HDFC Bank Ltd is advancing with its strategic move to take its non-banking subsidiary, HDB Financial Services, public. The initial public offering (IPO) is expected to take place either by December this year or by the close of the current financial year, according to individuals familiar with the matter. The offering is likely to include both a secondary sale of shares and fresh capital infusion, aiming for a valuation in the range of $7–8 billion.
Bankers Being Shortlisted
HDFC Bank, which currently holds a 94.64% stake in HDB Financial Services, is in the final stages of selecting investment bankers for managing the IPO. The bank is expected to finalise the names this month. International firms such as Morgan Stanley, Bank of America, Nomura, and UBS Securities are among those being considered, while domestic players like ICICI Securities, Axis Capital, and IIFL are also likely to be involved in the process.
Fast-Track Regulatory Filings
Once the bankers are appointed, HDFC Bank plans to file the draft red herring prospectus (DRHP) within a month. Sources suggest that the process is being fast-tracked, and as soon as regulatory approval is secured, the company will proceed to list.
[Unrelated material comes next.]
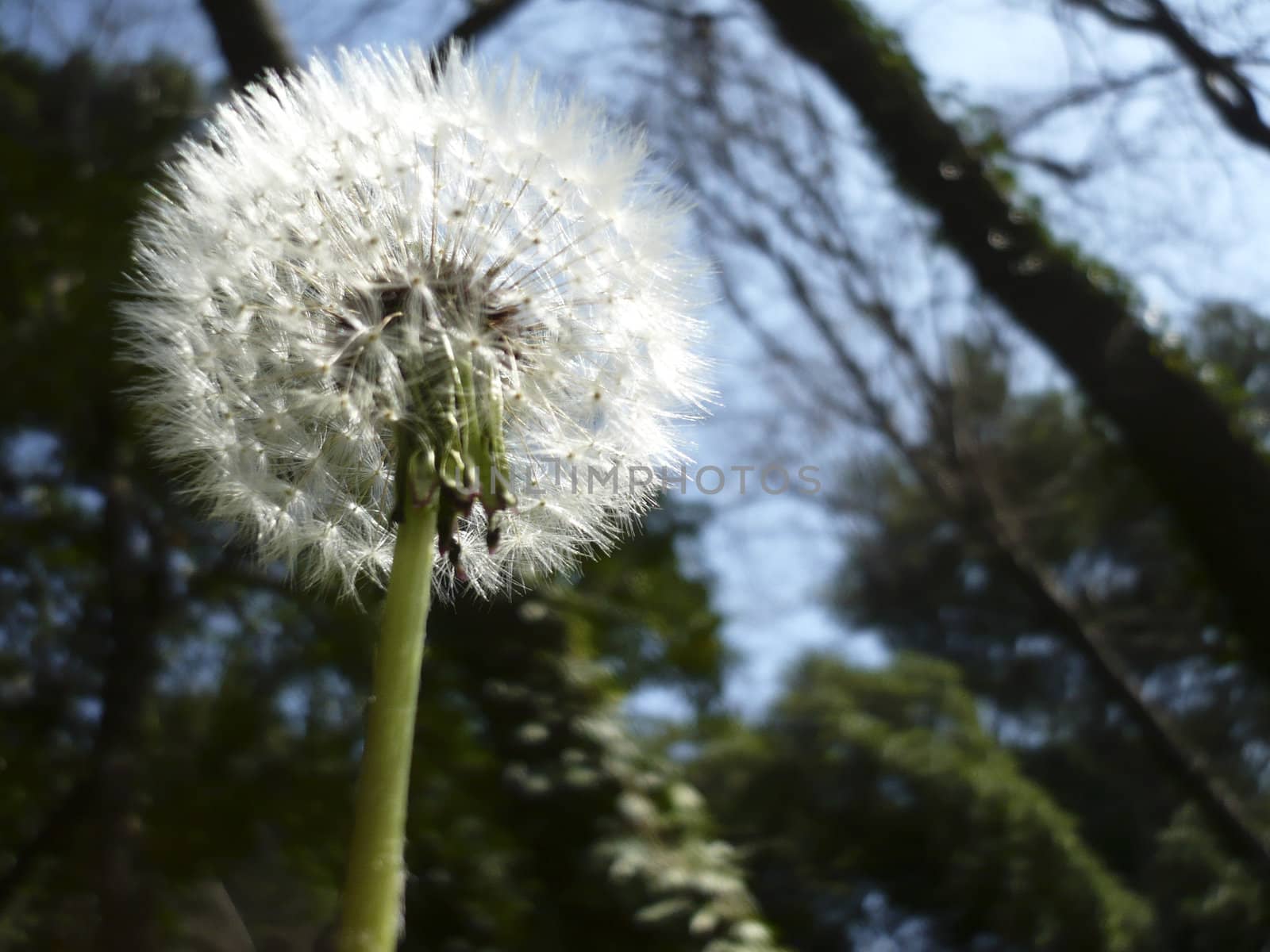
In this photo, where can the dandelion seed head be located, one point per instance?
(380, 260)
HDFC Bank and HDB Financial Services have not provided any official comment on the matter as of now.
Unlocking Value and Valuation Goals
With a net worth of around Rs 13,300 crore as of the June quarter, HDFC Bank is targeting a valuation of Rs 78,000–87,000 crore (around $9–10 billion) for HDB Financial Services, translating to a price-to-book ratio of 4.5–5x. The bank is expected to sell off 10–15% of its stake in the IPO, potentially enhancing its capital adequacy by Rs 7,800–8,700 crore. HDFC Bank's capital adequacy ratio stood at 19.3% as of the June quarter.
No Pre-IPO Sale After Failed Talks
Initially, HDFC Bank explored the option of selling a portion of HDB Financial Services shares through private placement before the IPO. However, after talks with Mitsubishi UFJ Financial Group (MUFG) fell through, the focus shifted entirely to the public listing. With the IPO timeline now expedited, the bank aims to move forward quickly to ensure maximum value discovery without any delays.